The memorial displays the actual wreckage of an F6F-5 Hellcat flown by Ens. Joseph Cox, one of 36 American planes that fell near the island. Joseph’s plane was shot down with three other Hellcats from the USS Enterprise on September 6, 1944 and was recovered moderately intact. “It is truly one of the most unique wrecks and now memorials in the Pacific,” explains Pat. “After the war, most of the wreckage throughout the world was picked over and removed. Fortunately in this case, the Yapese have respected the wreckages as grave sites and taken care to preserve them and remember the American men who lost their lives during the war.”
Attending the dedication were Yap Governor Sebastian Anefal, US Ambassador Peter A. Prahar and other dignitaries along with the 90-year-old brother of the pilot, Ellis Cox of Idaho.
5 Questions with Patrick T. Ranfranz
U.S. Ambassador participates in WWII memorial dedication.
On July 24-28, 2010, U.S. Ambassador to the FSM Peter A. Prahar traveled to Yap State to participate in the dedication ceremony of the Ensign Joseph E. Cox Memorial, named in honor of a U.S. naval pilot whose F6F-5 Hellcat fighter plane was shot down over Yap on September 6, 1944. Members of the Cox family, including Joseph’s brother, as well as members of the family of Ensign Howard Holding, who was killed in the same mission, were honored guests at the ceremony. Yap State Governor Sebastian Anefal and Lieutenant Governor Tony Tareg also took part in the well-attended event.
Spearheaded by U.S.-based Missing Air-Crew Project and History Flight Organization and with the support of the Yap State Visitor’s Bureau and the Yap State Departments of Public Works and Public Safety, the memorial recognizes the over thirty-six American planes shot down in WWII near Yap State and the 110 American men who remain missing in action. In his remarks, Ambassador Prahar stated that: “These individuals and organizations have teamed up to ensure that at long last there is a proper, permanent memorial to Ensign Joseph E. Cox and all the other men who lost their lives near Yap during World War II, some of whose remains have not yet been recovered.”
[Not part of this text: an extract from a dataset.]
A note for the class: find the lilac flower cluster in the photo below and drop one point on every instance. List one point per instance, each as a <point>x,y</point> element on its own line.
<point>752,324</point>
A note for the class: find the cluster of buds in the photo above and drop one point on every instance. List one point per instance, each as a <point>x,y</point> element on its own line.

Ambassador Prahar also said “I can’t think of any greater honor for an American Ambassador than to stand before the families of servicemen who have fallen in defense of freedom in order to recognize their service and to ensure that their sacrifice will not be forgotten.” Speaking about those killed in Yap during WWII, the Ambassador said that “Those who knew these heroes personally carried with them throughout their lives the sacred memory of their beloved son, brother, husband, and father who gave his life so that others may live in peace and freedom I can also assure you that their sacrifice and the sacrifice of the other servicemen who died here have not been forgotten by the people of Yap.” He quoted the American author James Michener’s “Tales of the South Pacific”: “They will live a long time. They had an American quality.”
The Ambassador also recognized Mark Mathow, the brother of U.S. Army Staff Sergeant Steven G. Bayow who was killed in action in Iraq in 2005, and Robert Finniginam, father of Specialist Eric Finniginam, who was killed in action in Afghanistan on May 1st of this year.
Representing U.S. Navy Commander of the Marianas (COMNAVMARIANAS) Rear Admiral Paul Bushong, Military and Civilian Affairs Commander Bryce Gibb thanked FSM citizens who fight alongside U.S. citizens in the U.S. Armed Forces worldwide. Cdr. Gibb rendered the military honors and presented American flags to the Cox and Holding families.